John Alexander Skelton’s latest look book begins and ends with pictures in which you can make out the clothes, but only just: A pair of wanderers are seen walking down a muddy gravel pathway, the silhouettes of their fitted jackets and billowing trousers (and one jaunty hat) standing in contrast to the murky green of rolling hills in the Peak District. In the final image, we see the same duo wandering back along the same path slowly enveloped by mist.
It was a suitably cinematic framing device for the collection, which took its cues from the Sheffield Clarion Ramblers, an early 20th-century walking club in the north of England that Skelton was drawn to as much for their passionate belief in the restorative properties of the great outdoors as he was for their socialist politics. (The group was instrumental in the establishment of Britain’s freedom to roam laws, allowing public access to private countryside land for recreational purposes, after participating in the mass trespass of Kinder Scout—the exact spot where Skelton’s look book was shot—back in 1932.) More specifically, Skelton honed in on a figure called Bert Ward, a Labour Party politician and activist who created illustrated guidebooks for walkers. “When he would take people rambling, he would want to educate them on the local history, or the local geology, or the local folklore,” Skelton explained. “He made it into a cultural pursuit as well as a physical one.”

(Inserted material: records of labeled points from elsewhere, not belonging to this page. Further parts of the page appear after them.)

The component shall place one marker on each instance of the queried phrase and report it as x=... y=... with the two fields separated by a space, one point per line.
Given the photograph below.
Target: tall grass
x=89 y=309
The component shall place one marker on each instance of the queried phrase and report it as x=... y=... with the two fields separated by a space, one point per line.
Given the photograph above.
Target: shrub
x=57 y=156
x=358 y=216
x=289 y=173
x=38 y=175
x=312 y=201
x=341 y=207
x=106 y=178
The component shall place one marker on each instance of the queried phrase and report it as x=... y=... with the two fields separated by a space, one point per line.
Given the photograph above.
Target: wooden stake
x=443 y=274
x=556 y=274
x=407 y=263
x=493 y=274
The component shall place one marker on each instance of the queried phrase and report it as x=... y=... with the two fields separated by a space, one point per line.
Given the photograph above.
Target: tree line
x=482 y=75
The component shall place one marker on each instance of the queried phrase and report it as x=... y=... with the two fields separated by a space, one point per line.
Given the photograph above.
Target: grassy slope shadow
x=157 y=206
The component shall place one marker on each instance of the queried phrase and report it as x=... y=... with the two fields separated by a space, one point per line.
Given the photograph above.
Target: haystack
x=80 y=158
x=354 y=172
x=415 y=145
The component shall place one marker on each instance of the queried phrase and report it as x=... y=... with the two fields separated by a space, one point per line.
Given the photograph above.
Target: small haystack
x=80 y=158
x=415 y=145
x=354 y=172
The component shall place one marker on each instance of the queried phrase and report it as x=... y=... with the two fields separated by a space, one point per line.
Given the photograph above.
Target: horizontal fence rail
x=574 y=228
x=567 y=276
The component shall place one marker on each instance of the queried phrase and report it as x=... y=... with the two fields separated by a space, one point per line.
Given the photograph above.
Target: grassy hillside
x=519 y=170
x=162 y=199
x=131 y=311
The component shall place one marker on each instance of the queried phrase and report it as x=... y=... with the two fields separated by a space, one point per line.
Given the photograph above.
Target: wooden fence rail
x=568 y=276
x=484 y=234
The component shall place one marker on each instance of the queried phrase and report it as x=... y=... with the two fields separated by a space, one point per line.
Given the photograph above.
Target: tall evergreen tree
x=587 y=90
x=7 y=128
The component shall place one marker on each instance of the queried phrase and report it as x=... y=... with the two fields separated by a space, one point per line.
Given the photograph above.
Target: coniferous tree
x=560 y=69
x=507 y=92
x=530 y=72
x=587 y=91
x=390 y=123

Of course, as a designer, Skelton was equally fascinated by the elegant outfits worn by many of the ramblers back in the day: Before the development of proper walking gear, most would take their strolls in tailoring and boots. “I was thinking about ramblers today, and the clothes are so awful it’s sort of depressing—all this neon and so much gear that’s unnecessary for what they’re doing,” he added. “I started thinking about what I would want to wear as a rambler, and that was really the basis for the collection.”

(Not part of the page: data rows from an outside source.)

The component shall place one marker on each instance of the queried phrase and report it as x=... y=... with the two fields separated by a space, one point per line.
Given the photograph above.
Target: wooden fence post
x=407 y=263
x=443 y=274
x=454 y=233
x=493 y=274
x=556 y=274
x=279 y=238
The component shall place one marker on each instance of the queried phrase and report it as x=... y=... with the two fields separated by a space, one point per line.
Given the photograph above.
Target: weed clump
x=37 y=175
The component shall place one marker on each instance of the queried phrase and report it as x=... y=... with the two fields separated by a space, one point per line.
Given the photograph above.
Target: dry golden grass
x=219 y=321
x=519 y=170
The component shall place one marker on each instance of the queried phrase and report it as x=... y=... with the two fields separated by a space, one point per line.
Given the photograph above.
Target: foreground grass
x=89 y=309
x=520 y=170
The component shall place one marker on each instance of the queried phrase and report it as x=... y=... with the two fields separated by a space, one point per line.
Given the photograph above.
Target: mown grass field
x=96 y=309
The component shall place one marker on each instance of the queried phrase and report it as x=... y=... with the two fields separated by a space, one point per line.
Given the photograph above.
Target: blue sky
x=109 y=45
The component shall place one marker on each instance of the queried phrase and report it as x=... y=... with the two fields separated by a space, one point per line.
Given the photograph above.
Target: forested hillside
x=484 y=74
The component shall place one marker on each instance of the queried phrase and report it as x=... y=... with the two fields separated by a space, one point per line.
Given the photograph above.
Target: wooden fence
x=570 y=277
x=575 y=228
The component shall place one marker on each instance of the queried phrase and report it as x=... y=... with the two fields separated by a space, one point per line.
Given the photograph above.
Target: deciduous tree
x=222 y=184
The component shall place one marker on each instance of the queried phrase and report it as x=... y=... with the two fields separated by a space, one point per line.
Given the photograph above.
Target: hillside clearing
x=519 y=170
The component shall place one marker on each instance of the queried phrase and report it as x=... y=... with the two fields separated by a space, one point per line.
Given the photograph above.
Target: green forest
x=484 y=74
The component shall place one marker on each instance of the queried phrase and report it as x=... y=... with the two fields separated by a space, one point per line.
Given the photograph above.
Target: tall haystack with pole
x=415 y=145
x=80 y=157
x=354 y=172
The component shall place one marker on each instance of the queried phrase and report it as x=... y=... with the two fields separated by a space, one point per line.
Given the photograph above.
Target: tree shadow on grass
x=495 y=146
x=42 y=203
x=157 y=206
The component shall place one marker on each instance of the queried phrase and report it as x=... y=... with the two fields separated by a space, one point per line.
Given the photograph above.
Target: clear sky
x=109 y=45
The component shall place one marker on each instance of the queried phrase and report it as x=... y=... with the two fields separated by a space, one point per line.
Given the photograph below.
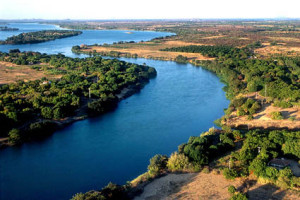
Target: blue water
x=64 y=45
x=181 y=101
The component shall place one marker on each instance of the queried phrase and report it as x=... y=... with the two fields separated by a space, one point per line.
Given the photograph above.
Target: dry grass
x=262 y=119
x=211 y=186
x=151 y=50
x=10 y=73
x=279 y=50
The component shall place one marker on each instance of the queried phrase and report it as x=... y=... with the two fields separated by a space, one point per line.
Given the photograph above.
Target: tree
x=14 y=136
x=178 y=162
x=157 y=164
x=231 y=189
x=46 y=112
x=258 y=166
x=271 y=173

Skelton’s skill as a designer lies in his ability to spin a yarn—in both senses of the term. With the brilliant (and somewhat unexpected) origin for the collection lying in sportswear, he explored a handful of new techniques that married the old-world spirit of his clothes with a romantic sense of the outdoors. Most striking were the beautiful waxed jackets in scorched earth yellows and reds, their wonky proportions prettified with a historic technique of applying beeswax to the cotton (more sustainable than paraffin wax, and more beautiful too, with its textural craquelure effect). Shirts and tunics cut from breezy Japanese linens could be worn to climb any mountain in style, and they came stamped and embroidered with pilgrim patches sourced from the digital archives of The Metropolitan Museum of Art—many of them from centuries of worshippers traveling to Canterbury to pay their respects at the shrine of Thomas Becket—or featured those motifs on brooches created by Skelton’s regulator, the jeweler Slim Barrett.

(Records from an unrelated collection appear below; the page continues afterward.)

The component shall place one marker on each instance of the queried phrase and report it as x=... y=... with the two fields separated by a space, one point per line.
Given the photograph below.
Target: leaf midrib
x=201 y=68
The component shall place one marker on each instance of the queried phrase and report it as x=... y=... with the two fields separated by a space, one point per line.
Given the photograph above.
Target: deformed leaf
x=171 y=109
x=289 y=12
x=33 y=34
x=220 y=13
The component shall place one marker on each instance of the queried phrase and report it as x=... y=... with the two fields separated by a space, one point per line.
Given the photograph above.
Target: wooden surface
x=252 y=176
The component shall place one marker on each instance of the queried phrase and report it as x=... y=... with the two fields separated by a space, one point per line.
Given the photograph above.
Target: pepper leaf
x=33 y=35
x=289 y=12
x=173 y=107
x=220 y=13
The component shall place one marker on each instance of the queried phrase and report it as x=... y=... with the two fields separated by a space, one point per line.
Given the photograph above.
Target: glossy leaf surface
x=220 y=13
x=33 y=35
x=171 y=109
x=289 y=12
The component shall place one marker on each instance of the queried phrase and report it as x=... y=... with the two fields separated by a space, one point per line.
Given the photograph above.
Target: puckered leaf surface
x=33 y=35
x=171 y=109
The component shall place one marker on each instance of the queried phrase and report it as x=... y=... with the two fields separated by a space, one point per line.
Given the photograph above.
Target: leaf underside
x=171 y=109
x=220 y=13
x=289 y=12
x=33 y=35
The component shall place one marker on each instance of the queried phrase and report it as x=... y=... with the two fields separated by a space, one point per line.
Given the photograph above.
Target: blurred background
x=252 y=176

From this maelstrom of cultural references (the medieval, the religious, the Gothic) and sartorial references (tailoring, historic sportswear, forgotten corners of British craftsmanship), Skelton whizzed up something strangely chic and utterly desirable. It would be enough to make you want to put on your walking boots and hit the great outdoors immediately—even if your destination is a gloomy English morning on Kinder Scout.